What I'll revisit before next class:
Q1.1 — Three formulas
Rectangular prism: SA = 2ℓw + 2ℓh + 2wh (or 2(ℓw + ℓh + wh)). Closed cylinder: SA = 2πr² + 2πrh. Curved SA only: 2πrh.
Q1.2 — SA units
cm² (square units). cm is linear (length), cm³ is cubic (volume).
Q1.3 — Diameter trap
r = d ÷ 2 = 12 ÷ 2 = 6 cm. Substituting the diameter into the formula inflates each term by a factor of 4 (for πr²) or 2 (for 2πrh).
Q3 — Faded example (closed cylinder r = 7, h = 12)
Step 1: r = 7, h = 12.
Step 2: SA = 2π(7)² + 2π(7)(12).
Step 3: SA = 98π + 168π.
Step 4: SA = 266π cm² ≈ 835.66 cm².
Q4.1 — Cube of side 5 m
SA = 6 × 5² = 150 m².
Q4.2 — Rectangular prism 10 × 4 × 6
SA = 2(40) + 2(60) + 2(24) = 80 + 120 + 48 = 248 cm².
Q4.3 — Curved SA only, r = 3, h = 7
Curved SA = 2π(3)(7) = 42π m² ≈ 131.95 m².
Q4.4 — Closed cylinder r = 4, h = 9
SA = 2π(16) + 2π(4)(9) = 32π + 72π = 104π cm² ≈ 326.73 cm².
Q4.5 — Open-top box 12 × 8 × 5
Full SA = 2(96) + 2(60) + 2(40) = 192 + 120 + 80 = 392 cm². Subtract the lid (12 × 8 = 96 cm²): SA = 392 − 96 = 296 cm².

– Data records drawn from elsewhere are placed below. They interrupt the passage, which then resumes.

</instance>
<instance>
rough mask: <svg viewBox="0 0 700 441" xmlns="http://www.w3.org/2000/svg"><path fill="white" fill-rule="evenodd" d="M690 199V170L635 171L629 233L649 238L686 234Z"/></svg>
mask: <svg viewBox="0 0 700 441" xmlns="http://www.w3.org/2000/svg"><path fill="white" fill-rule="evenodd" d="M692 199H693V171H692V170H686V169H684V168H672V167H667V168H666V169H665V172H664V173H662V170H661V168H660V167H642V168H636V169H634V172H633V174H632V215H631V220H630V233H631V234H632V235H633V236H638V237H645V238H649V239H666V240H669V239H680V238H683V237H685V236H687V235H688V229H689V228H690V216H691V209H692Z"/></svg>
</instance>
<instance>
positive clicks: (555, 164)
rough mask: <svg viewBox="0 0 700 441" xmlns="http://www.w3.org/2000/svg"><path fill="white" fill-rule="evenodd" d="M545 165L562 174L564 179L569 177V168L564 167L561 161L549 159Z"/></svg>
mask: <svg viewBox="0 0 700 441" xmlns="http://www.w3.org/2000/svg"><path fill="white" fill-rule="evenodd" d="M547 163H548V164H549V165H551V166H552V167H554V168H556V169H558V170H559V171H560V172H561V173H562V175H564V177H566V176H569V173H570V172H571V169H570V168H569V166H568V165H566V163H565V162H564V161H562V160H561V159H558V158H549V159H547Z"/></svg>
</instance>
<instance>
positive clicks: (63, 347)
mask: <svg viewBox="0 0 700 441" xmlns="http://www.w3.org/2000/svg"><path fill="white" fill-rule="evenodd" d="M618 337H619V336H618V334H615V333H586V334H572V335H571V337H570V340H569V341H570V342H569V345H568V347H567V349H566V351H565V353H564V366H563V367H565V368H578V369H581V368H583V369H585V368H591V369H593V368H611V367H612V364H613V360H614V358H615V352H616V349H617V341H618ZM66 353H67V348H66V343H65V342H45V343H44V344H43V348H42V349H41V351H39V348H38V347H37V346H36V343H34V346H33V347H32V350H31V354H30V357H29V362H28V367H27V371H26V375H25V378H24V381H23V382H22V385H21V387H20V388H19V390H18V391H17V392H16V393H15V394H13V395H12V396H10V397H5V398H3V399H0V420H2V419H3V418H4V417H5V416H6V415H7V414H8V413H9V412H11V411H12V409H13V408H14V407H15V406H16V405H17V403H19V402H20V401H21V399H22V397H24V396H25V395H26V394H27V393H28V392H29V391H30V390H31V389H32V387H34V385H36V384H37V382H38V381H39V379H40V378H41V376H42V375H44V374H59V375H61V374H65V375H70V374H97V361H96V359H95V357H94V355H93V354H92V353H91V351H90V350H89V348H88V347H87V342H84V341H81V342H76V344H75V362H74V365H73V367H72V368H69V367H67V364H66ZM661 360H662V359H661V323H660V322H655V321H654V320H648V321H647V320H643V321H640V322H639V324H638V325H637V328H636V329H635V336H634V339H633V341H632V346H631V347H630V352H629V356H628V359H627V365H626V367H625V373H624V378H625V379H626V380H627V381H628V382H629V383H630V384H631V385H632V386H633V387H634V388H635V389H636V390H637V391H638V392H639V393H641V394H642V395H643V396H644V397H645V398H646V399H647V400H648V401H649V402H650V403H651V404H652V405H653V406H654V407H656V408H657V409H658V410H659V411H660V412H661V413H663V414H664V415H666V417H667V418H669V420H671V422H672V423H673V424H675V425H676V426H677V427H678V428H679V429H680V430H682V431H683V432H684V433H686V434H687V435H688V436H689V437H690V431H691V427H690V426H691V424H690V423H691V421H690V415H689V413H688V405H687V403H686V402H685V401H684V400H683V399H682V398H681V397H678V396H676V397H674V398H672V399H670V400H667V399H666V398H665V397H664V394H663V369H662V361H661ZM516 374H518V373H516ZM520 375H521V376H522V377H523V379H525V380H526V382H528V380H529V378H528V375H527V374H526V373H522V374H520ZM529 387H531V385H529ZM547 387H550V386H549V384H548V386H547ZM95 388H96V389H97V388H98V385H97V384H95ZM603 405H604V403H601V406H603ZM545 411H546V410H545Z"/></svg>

Q4.6 — Closed cylinder d = 10, h = 14
r = 5 cm. SA = 2π(25) + 2π(5)(14) = 50π + 140π = 190π ≈ 596.90 cm².
Q4.7 — Pipe (curved only) r = 5, L = 30
SA = 2π(5)(30) = 300π ≈ 942.48 cm².
Q4.8 — Triangular prism, right-angled (6, 8, 10), L = 15
Two triangle ends: 2 × (½ × 6 × 8) = 48 cm².
Three rectangles: 6×15 + 8×15 + 10×15 = 90 + 120 + 150 = 360 cm².
Total SA = 48 + 360 = 408 cm².
Q4.9 — Open-top tank d = 3 m, h = 4 m
r = 1.5 m. SA = π(1.5)² + 2π(1.5)(4) = 2.25π + 12π = 14.25π ≈ 44.77 m². (One end only because the top is open.)
Q4.10 — Open prism (6 × 4 face missing)
Full SA = 2(24) + 2(18) + 2(12) = 48 + 36 + 24 = 108 m². Subtract open face 6 × 4 = 24 m²: SA = 108 − 24 = 84 m².
Q4.11 — Triangular prism, legs 5 and 12
(a) Hypotenuse: c = √(5² + 12²) = √169 = 13 m.
(b) Triangles: 2 × (½ × 5 × 12) = 60 m². Rectangles: 5(8) + 12(8) + 13(8) = 40 + 96 + 104 = 240 m². Total = 60 + 240 = 300 m².
Q4.12 — Pipe with two annular ends, R = 5, r = 4, L = 20
Outer curved: 2π(5)(20) = 200π.
Inner curved: 2π(4)(20) = 160π.
Two annular ends: 2 × π(25 − 16) = 18π.
Total = 200π + 160π + 18π = 378π ≈ 1187.52 cm².
Common error: forgetting the two annular ring ends.